Immunohistochemical staining of murine vGPCR tumors also demonstrated high levels of expression of ANGPTL4 in most tumor cells (Fig. 1D). These lesions similarly showed elevated levels of another vGPCR upregulated factor, VEGF7,8. However, expression of vGPCR was limited to only a few tumor cells, consistent with a paracrine role for vGPCR in the upregulation of these growth factors (Fig. 1D). Indeed, when we treated HMEC1 with media conditioned by endothelial cells expressing vGPCR, we observed an induction of ANGPTL4 in treated cells (Fig 1E). An increase in ANGPTL4 was also found when HMEC1s were exposed to individual chemokines, cytokines and growth factors found in vGPCR conditioned media10 (Fig. 1E). Collectively, these results suggest that vGPCR upregulates ANGPTL4 by both direct and paracrine mechanisms.

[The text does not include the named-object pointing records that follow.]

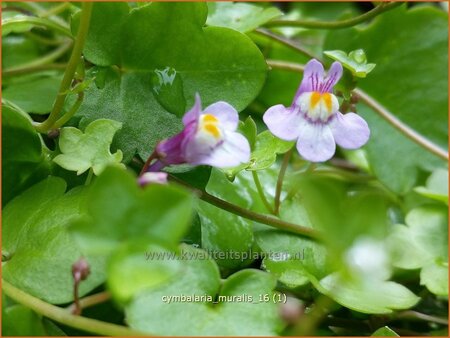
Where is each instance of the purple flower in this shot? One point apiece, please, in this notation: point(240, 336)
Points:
point(314, 119)
point(209, 137)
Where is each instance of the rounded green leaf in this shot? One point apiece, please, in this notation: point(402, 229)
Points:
point(39, 249)
point(83, 151)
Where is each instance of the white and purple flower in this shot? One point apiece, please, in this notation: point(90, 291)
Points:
point(209, 137)
point(314, 119)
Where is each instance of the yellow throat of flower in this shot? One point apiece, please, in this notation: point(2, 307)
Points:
point(210, 124)
point(318, 106)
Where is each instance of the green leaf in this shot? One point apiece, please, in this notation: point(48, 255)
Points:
point(290, 258)
point(436, 187)
point(423, 243)
point(24, 162)
point(136, 267)
point(222, 231)
point(120, 211)
point(18, 320)
point(249, 130)
point(384, 331)
point(355, 61)
point(241, 315)
point(435, 277)
point(82, 151)
point(17, 50)
point(240, 16)
point(34, 93)
point(161, 76)
point(128, 99)
point(104, 37)
point(264, 154)
point(399, 84)
point(39, 249)
point(333, 205)
point(16, 24)
point(374, 296)
point(266, 149)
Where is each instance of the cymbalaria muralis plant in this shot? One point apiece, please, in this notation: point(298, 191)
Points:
point(164, 173)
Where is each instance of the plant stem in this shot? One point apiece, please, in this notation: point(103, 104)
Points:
point(65, 317)
point(400, 126)
point(55, 10)
point(261, 191)
point(383, 7)
point(284, 41)
point(92, 300)
point(41, 22)
point(379, 109)
point(50, 57)
point(285, 65)
point(66, 117)
point(52, 66)
point(89, 177)
point(280, 179)
point(254, 216)
point(70, 70)
point(420, 316)
point(309, 323)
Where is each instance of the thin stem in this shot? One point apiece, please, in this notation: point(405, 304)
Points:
point(50, 57)
point(92, 300)
point(421, 316)
point(89, 177)
point(400, 126)
point(70, 70)
point(66, 117)
point(52, 66)
point(254, 216)
point(261, 193)
point(55, 10)
point(284, 41)
point(309, 323)
point(383, 7)
point(379, 109)
point(280, 179)
point(65, 317)
point(286, 65)
point(41, 22)
point(148, 162)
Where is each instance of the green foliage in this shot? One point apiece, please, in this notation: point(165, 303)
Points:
point(355, 61)
point(44, 88)
point(148, 312)
point(384, 332)
point(41, 215)
point(219, 236)
point(23, 155)
point(18, 320)
point(83, 151)
point(239, 16)
point(119, 211)
point(423, 244)
point(411, 87)
point(228, 66)
point(436, 186)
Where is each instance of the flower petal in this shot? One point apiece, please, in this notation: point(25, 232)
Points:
point(312, 78)
point(283, 122)
point(315, 142)
point(234, 150)
point(193, 114)
point(152, 177)
point(227, 115)
point(333, 76)
point(350, 130)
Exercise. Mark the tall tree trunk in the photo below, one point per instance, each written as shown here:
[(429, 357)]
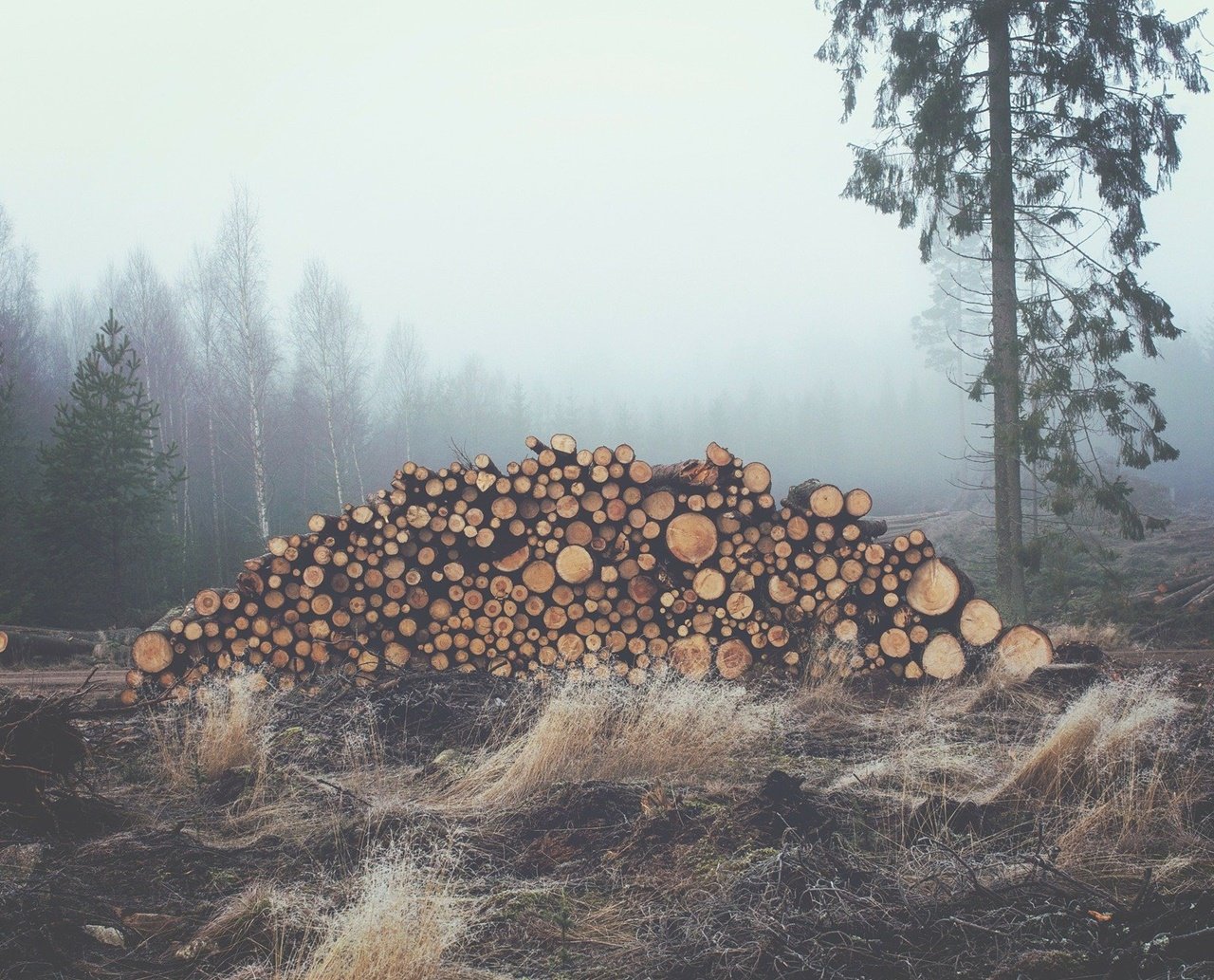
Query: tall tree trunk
[(259, 462), (359, 469), (333, 447), (216, 493), (1005, 349)]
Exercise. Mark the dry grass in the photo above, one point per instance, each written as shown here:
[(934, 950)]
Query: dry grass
[(264, 920), (1109, 733), (685, 732), (224, 728), (401, 923)]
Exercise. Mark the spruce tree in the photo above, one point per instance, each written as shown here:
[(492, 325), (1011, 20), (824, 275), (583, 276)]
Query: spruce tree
[(1039, 128), (106, 489), (13, 585)]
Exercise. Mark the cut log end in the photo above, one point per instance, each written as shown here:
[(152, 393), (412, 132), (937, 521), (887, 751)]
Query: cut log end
[(690, 538), (733, 658), (980, 623), (1021, 650), (152, 653), (933, 588), (944, 657), (692, 656)]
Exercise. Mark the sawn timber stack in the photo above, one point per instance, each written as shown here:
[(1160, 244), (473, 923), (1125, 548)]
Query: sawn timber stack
[(592, 562)]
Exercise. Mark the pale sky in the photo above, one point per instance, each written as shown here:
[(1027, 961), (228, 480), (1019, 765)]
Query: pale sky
[(533, 181)]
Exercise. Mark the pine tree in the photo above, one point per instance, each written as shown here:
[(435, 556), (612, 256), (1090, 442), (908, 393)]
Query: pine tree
[(1039, 128), (107, 490)]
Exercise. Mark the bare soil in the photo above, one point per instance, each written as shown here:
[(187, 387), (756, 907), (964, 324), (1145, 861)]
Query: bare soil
[(824, 855)]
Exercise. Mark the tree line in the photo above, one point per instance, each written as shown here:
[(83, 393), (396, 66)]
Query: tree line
[(264, 411)]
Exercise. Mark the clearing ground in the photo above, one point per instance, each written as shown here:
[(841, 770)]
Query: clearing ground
[(467, 826)]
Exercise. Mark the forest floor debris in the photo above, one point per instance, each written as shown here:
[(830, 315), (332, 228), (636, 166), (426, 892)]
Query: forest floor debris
[(983, 828)]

To study the relevance of ANGPTL4 as a potential diagnostic marker in oral KS, we obtained 25 biopsy samples from patients with oral KS tumors. Demographic data of the patients and clinical information of the lesions are included in Table 1. KSHV infection in all the cases was confirmed by the presence of the KSHV Latency-Associated Nuclear Antigen 1 (LANA1) in the tissue. We then performed immunohistochemical analysis on all the biopsies with specific antibodies against ANGPTL4 or VEGF (Fig. 2). Table 2 includes the grading of immunohistochemical reactivity to these antibodies, according to the percentage of positive tumor cells. 23/25 (92%) of the KS lesions tested showed upregulation of ANGPTL4 in tumor cells. This compares to 19/25 (76%) of KS lesions that demonstrated upregulation of VEGF expression. As shown in Table 3, 10/25 (40%) of the KS lesions had high levels of expression of ANGPTL4 in the majority of tumor cells compared to 7/25 (28%) of KS lesions with high levels of VEGF. Collectively, these results support a fundamental role for ANGPTL4 in Kaposi’s sarcomagenesis.
Table 1.
Demographic data of the patients (age, gender, race and HIV status) and clinical information of the oral lesions (location, size, color, clinical presentation) included in our studies. HHV8 infection in all the cases was confirmed by the presence of the latency-associated nuclear antigen 1 (LANA1).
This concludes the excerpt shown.